Immediately after graduation from a country high school in May of 1951, I enlisted in the Air Force. (The Korean conflict was in full bloom and the draft was too.) After basic training, clerk typist, and personnel schools, I was off to Germany for three years. I came back to the States in January 1955 with four months to go on my enlistment, and was assigned to a remote radar station near ape Charles, Virginia. Norfolk was about thirty miles away, accessible then only by ferry across the Chesapeake Bay.
During this short tour I met and married my wife Shirley and re-enlisted for Maxwell AFB, AL. Promotions in soft-core fields were scarce in those years. Since promotion to technical sergeant looked to be years down the road, I applied for OCS and was finally accepted for Class 57C. (My troops used to kid me about that- I couldn’t make Tech so I became an Officer.)

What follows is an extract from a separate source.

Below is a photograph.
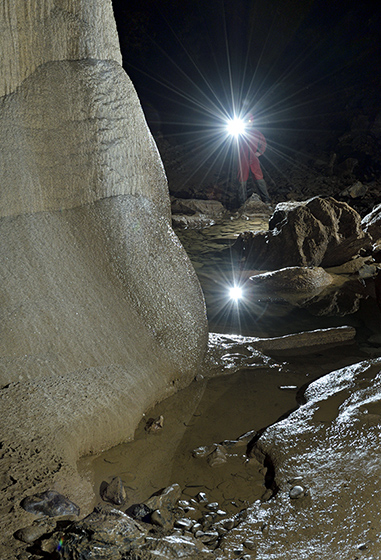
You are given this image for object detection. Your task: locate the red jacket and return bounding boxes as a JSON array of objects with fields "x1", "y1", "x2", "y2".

In March 1957, I took my six-month pregnant wife back to Virginia to stay with her family, and for the next three months I had some serious doubts that I would ever see her again. I made it through second class and went home during the break. On June 27th, I took her to the hospital in labor. Explaining to her that I had to get back to 57C or risk washing back to 57D and repeating second class, I caught the ferry to Norfolk and a flight heading back to Lackland. My #1 son was born while I was in flight, and it was three months later that my wife introduced me to “Fifty Seven Charlie.” I think she misunderstood my desire to get back to 57C. (this is the truth, except for the “Fifty-Seven” name.)

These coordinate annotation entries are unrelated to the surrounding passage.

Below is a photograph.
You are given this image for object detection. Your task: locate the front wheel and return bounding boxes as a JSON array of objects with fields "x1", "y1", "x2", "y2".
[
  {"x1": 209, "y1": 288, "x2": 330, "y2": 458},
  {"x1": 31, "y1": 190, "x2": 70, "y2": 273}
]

We (Shirley, Charles, and I) proceeded to Harlingen AFB, Texas, for Navigation School, along with several 57C classmates, and from there to Keesler AFB, MS for Electronic Warfare School. I was not the honor graduate from either of these schools; maybe that was why I was sentenced to serve at Blytheville, AFB, Arkansas (from June 1959 to March 1967). It wasn’t all bad though. Two more children, Susan and Douglas, joined us there. During the tour, I picked up more weeks and months of ground alert time, about six months of spot-major time, made Regular AF, and got off to the University of Omaha, Nebraska, to complete a Bachelor’s Degree in March 1966.In August 1966, I started getting hoarse and was found to have cancer of the larynx. Of course, this grounded me, but after undergoing radiation treatment, I got a medical waiver to stay on active duty. I then started looking for a job and ended up in the Communications-Electronics Staff Officer Course at Keesler AFB, MS. From there, I got a two-year accompanied tour at Karamursel AB, Turkey as Chief of Maintenance in a Security Service unit. I did not try to extend that tour, and in January of 1970 came back to the States to the 20th Air Division (NORAD) at Fort Lee AFS, VA. I decided to retire at the end of May 1971, but discovered during the medical processing that the cancer had returned. My voice box was surgically removed in March 1971, leaving me speechless. (Can you believe that?) I did learn to speak again to some extent, but was retired on disability in July 1971.
We decided to come back to the Eastern Shore of Virginia to live (now connected to Norfolk by a 17 ½ mile bridge-tunnel with a ten-dollar one-way toll) and I became a house-husband, after finding my wife a job. (Actually, she said, “One of has to get out of this house” and went out and found her own job.)
In 1988, we moved to Melbourne, Florida and really enjoyed it, but illness in my wife’s family brought us back to Ole Virginny in 1992. Here we are. Our children are living in Norfolk, VA, Saint Petersburg, FL, and San Diego, CA; no grandchildren to date but we’re thinking about adopting a couple if we don’t get too old and shaky first.
This is the end of Chapter One, but not the end of the story!Howard
(Editor’s Note:)
Howie died in his sleep, of an apparent heart attack on April 15, 2001, Easter Sunday, following a Serious fight with Cancer.